Maybe you’d get the same effect if you had 100% UDT agents but with 99% being in blue rooms and 1% being in red rooms. The ones in red rooms would reason that they could defect against the ones in blue rooms because they are in a relevantly different situation due to being in a minority that can easily coordinate defection against the majority. (With the majority still being motivated to cooperate even if they are only correlated with each other.) If so, there’s a sense in which the CDT agents aren’t benefitting anymore than they would if they were UDT agents who got a CDT sticker.
(Note that the red room / blue room thing doesn’t fundamentally break correlations here. Two UDT agents who are playing a symmetric game against each other, when one is in a blue room and one is in a red room, would still be able to cooperate. The thing that breaks the correlation is that the people in the red room are in an easily identifiable minority in a game where a minority can benefit from defection. Which isn’t true in symmetric PD.)
This would raise the question about what’d happen if all the UDT agents were given different serial numbers. Is there some serial numbers that could defect without negative evidence about the other UDT agents?

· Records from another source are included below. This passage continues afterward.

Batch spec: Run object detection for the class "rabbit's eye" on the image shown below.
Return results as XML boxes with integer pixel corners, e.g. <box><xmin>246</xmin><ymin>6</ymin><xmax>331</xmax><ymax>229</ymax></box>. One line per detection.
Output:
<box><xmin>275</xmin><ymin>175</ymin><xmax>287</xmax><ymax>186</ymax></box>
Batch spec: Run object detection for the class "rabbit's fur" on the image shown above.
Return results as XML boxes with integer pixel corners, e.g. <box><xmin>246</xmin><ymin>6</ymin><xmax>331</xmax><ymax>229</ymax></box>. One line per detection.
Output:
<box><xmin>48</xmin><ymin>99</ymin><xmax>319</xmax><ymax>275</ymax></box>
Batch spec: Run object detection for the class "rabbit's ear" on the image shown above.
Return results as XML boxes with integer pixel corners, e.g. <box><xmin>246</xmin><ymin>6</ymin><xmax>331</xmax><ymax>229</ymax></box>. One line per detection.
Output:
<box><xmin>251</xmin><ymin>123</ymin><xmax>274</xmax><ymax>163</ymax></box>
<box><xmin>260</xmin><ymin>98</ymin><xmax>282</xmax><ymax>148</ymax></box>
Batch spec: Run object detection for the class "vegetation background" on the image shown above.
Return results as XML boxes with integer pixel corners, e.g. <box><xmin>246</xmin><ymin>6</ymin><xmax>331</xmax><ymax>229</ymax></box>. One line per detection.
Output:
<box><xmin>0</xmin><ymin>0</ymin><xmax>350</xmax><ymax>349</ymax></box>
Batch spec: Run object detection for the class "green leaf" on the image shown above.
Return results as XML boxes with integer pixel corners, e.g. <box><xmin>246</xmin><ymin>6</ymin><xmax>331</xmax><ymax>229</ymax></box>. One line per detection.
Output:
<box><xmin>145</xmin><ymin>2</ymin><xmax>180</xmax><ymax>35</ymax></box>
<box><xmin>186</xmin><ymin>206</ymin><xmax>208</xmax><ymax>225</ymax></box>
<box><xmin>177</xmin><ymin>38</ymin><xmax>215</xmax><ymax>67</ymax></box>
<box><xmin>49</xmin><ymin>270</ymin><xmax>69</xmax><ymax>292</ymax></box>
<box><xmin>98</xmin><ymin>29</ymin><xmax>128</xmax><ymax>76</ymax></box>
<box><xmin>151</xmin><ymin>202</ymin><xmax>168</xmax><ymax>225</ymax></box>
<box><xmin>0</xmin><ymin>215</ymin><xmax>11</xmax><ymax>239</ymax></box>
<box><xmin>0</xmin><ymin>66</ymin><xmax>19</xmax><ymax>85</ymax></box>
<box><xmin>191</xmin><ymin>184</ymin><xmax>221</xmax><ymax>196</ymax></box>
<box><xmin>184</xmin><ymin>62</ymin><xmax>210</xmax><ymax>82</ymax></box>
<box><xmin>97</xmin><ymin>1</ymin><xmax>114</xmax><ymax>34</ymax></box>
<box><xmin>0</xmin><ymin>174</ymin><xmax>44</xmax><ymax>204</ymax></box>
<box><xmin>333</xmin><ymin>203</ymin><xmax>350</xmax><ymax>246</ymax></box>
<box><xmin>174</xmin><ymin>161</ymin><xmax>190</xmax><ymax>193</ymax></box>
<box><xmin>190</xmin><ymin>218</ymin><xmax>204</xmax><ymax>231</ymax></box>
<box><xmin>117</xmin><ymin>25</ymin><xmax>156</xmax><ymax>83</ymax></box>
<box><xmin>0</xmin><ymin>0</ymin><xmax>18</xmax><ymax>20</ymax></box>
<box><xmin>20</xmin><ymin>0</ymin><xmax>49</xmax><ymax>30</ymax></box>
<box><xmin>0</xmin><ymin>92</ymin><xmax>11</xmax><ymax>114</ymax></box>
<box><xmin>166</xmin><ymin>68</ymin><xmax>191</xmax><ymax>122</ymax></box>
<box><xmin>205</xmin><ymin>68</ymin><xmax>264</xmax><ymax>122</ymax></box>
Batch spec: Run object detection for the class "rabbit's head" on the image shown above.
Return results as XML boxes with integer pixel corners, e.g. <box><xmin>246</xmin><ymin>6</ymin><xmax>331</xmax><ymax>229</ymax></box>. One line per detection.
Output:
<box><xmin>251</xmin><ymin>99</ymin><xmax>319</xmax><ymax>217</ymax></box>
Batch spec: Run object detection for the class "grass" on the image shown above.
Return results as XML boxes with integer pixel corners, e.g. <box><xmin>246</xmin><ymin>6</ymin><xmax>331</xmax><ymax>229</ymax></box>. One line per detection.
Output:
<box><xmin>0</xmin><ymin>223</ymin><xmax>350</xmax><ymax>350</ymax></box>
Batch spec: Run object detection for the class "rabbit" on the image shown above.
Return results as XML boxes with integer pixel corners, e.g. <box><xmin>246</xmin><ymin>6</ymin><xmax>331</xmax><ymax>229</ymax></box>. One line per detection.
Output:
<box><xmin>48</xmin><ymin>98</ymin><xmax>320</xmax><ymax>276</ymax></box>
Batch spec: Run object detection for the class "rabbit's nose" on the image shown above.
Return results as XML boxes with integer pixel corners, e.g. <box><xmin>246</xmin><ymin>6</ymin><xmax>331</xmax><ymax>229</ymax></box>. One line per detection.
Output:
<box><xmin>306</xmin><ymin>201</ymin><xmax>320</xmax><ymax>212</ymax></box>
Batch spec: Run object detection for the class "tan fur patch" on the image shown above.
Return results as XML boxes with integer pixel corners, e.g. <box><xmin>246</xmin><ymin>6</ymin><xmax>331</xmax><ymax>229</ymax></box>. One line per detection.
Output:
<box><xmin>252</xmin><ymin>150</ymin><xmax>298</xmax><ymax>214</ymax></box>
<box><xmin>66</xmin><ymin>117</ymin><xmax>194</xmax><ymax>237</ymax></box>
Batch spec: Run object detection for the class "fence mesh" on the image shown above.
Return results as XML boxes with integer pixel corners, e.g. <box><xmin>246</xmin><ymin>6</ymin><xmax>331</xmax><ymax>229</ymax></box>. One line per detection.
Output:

Hm, in order for this to work in practice, the UDT agents would have to have their serial number or room-color assignment already be present in their prior. If it’s information they receive later-on, they should probably be updateless about it and just cooperate even if they’re in the minority.
- Wei Dai 22 Apr 2026 0:11 UTC
  LW: 3 AF: 2
  0
  AF Parent
  If so, there’s a sense in which the CDT agents aren’t benefitting anymore than they would if they were UDT agents who got a CDT sticker.
  If the situation is reversed, CDT being in the majority and UDT in the minority, CDT would still defect and thus not give UDT an advantage, so CDT seems more “evolutionarily stable” than UDT. This can’t be replicated just by giving UDT agents CDT stickers, since UDT-with-CDT-stickers would cooperate if they’re in the majority.
  - Lukas Finnveden 22 Apr 2026 0:34 UTC
    LW: 5 AF: 3
    0
    AF Parent
    I do think there’s a sense in which CDT behavior is evolutionarily selected for in environments where agents can’t see each others’ decision theories.
    I don’t see this as a big problem with UDT. If UDT wants to be evolutionarily fit relative to other agents in the environment, then I think they could adopt CDT behavior and do just as well as CDT.
    It’s just that, due to the virtue of their decision theory (according to themselves), they have the option of giving up evolutionary fitness in exchange for higher utility in the short run. If they care more about short-run utility than evolutionary fitness, then perhaps they take the deal.
    I don’t think this option is a strike against UDT. In any situation where agents care about X but we’re scoring them on Y, there will be scenarios where their Y-score gets hurt if we give them tools for achieving X which trades off against Y.